Collaborative filtering: Creating the best teams ever

Graduate Intern

February 16, 2017

10 min read

Watch Maurits van der Goes' presentation on how to use collaborative filtering to develop effective graph algorithms

Editor’s Note: This presentation was given by Maurits van der Goes at GraphConnect Europe in April 2016. Here’s a quick review of what he covered:

–

What we’re going to be talking about today how to use collaborative filtering to provide effective recommendations:

The last couple of months I’ve been working to create a graph recommendation system for the company Part-Up to help people build the best virtual teams possible.

Why do we need virtual teams?

What is Part-Up, and why do we need a recommendation system?

Consider office spaces from about 100 years ago, which consisted of islands of people at individual desks with little communication. This no longer works today, for both economic and personal reasons. We are moving away from hierarchical company structures towards flat structures, we are focusing our specialization in one area, and we are cooperating with other organizations.

Workers don’t want to have to show up at nine o’clock sharp, and may not even want to come into the office at all and work from home or while on holiday. This allows companies to keep up with intense global competition by increasing speed and flexibility.

To operate within these new economic and organizational models, you need a new platform — and that’s where Part-Up comes in. Imagine that you don’t have a fixed function or department, and you can do whatever you want from wherever you want. Part-Up provides the marketplace to find and form any team you need.

We founded the company one-and-a-half years ago, and we launched the platform in August. There are currently a number of public teams that anyone can join, but you first start by supporting the team, then becoming a contributor, and then becoming a partner. You can compare this to GitHub, which has a similar model. And while anyone can start with public teams, you can also create a private team for your own organization for a small fee.

Once you’re in a team, you can see the other activities and colleagues associated with it. There is no team leader; everyone is equal and you cooperate and organize yourselves.

But this is where a challenge arises. If there are over 400 available public teams, which one should you pick? Netflix did an analysis that showed if you have a large number of movie options, people will only check a total of 10 to 20 movie titles – but only three in detail. And the person doesn’t find a movie within that selection that they want to watch, they’ll drop out and never come back.

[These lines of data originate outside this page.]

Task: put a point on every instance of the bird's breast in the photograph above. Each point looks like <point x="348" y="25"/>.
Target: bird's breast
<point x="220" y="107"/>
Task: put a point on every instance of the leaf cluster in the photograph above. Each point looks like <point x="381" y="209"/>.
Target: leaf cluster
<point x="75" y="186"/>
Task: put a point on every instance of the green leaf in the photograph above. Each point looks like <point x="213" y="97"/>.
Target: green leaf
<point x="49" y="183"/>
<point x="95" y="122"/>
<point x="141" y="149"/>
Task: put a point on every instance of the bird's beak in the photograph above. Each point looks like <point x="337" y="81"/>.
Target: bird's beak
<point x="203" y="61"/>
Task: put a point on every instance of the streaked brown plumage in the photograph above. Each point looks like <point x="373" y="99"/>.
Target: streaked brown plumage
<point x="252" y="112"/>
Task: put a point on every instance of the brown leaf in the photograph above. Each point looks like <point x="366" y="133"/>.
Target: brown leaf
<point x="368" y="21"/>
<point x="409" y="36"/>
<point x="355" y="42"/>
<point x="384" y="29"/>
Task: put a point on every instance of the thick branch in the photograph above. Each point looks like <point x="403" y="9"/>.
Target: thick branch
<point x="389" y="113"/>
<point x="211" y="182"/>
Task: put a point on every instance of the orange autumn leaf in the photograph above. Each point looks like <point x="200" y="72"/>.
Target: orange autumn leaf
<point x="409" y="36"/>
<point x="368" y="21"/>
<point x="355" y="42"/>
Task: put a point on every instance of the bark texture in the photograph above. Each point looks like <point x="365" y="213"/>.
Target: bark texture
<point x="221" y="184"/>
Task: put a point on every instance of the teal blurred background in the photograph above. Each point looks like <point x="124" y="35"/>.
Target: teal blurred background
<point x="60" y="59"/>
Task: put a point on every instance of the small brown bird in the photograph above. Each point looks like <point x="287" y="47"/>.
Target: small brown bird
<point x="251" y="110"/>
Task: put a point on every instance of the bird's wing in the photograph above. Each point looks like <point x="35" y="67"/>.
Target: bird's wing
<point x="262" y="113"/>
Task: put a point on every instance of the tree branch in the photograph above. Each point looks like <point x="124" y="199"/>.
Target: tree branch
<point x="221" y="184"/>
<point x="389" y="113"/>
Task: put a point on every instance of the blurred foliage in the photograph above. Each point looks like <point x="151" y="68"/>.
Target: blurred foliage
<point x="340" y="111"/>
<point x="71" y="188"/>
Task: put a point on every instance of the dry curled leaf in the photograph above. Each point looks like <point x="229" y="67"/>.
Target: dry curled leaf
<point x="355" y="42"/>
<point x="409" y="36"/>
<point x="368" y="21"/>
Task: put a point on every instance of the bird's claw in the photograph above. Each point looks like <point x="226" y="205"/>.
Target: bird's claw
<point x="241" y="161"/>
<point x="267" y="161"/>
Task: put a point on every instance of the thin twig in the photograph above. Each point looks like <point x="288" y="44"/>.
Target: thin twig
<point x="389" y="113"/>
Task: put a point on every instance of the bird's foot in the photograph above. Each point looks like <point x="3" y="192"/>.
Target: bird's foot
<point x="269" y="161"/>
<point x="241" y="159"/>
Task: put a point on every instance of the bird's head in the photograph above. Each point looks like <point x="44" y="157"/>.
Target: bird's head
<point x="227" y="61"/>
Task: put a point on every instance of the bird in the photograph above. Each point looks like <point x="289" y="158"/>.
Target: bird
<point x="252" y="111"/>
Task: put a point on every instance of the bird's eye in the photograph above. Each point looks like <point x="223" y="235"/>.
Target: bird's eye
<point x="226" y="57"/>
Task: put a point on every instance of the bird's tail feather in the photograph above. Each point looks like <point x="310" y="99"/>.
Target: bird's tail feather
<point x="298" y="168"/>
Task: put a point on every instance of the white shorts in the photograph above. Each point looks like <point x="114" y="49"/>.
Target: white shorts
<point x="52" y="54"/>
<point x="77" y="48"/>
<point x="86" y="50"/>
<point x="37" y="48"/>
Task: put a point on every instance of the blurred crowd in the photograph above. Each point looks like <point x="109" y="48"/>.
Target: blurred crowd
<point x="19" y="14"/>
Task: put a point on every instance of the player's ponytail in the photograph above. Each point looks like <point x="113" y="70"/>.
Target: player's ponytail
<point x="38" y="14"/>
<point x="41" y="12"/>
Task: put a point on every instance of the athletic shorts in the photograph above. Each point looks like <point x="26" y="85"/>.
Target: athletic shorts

So we don’t want our users to have to search through hundreds of teams; we want to serve people one team that perfectly matches their interests, ambitions and moods. This is why we started developing a recommendation engine.

How to develop a graph recommendation engine

System architecture

Below is our current system architecture:

Systems architecture for part-up includes Java, MongoDB, Meteor, GraphAware, Neo4j and Scala

Our website runs on Meteor which works with MongoDB, and we chose to use a hybrid database structure, so MongoDB has all the content for the website but no recommendations. As we all know, Neo4j does a great job walking query paths, which it does much faster than MongoDB.

For this reason, recommendations are calculated in Neo4j and stored in MongoDB. When I request a recommendation via the API, it relies on JCypher to work with Neo4j and retrieve an ID. This picture is then colored in with information from MongoDB.

We create the recommendations with GraphAware, which has a really nice recommendation framework that allows you to specify and customize graph algorithms without having to build an entire framework. The GraphAware team has been really supportive, and I really like their product. The last piece of our system architecture is the Java Importer, which we used to get all of our old data into Neo4j.

Data model

Below is the logical data model that we use in Neo4j:

I dropped all of the properties for the example, but we have a user which can hold strengths just like a profile. A user is active in a team and a part of a network, all of which are located in a city that is located within a country.

This is what my network looks like in Neo4j:

I’m quite active in a lot of teams (pink nodes), which are connected to networks (yellow nodes). We already know that it’s easy to walk these paths in Neo4j to get recommendations for new teams.

Below is the setup we are using in GraphAware. I’ve added a number of modules:

Next we check with the blacklist to see if there are any recommendations for teams that you are already on. We post produce these, meaning we tweak the results a bit within the post processor.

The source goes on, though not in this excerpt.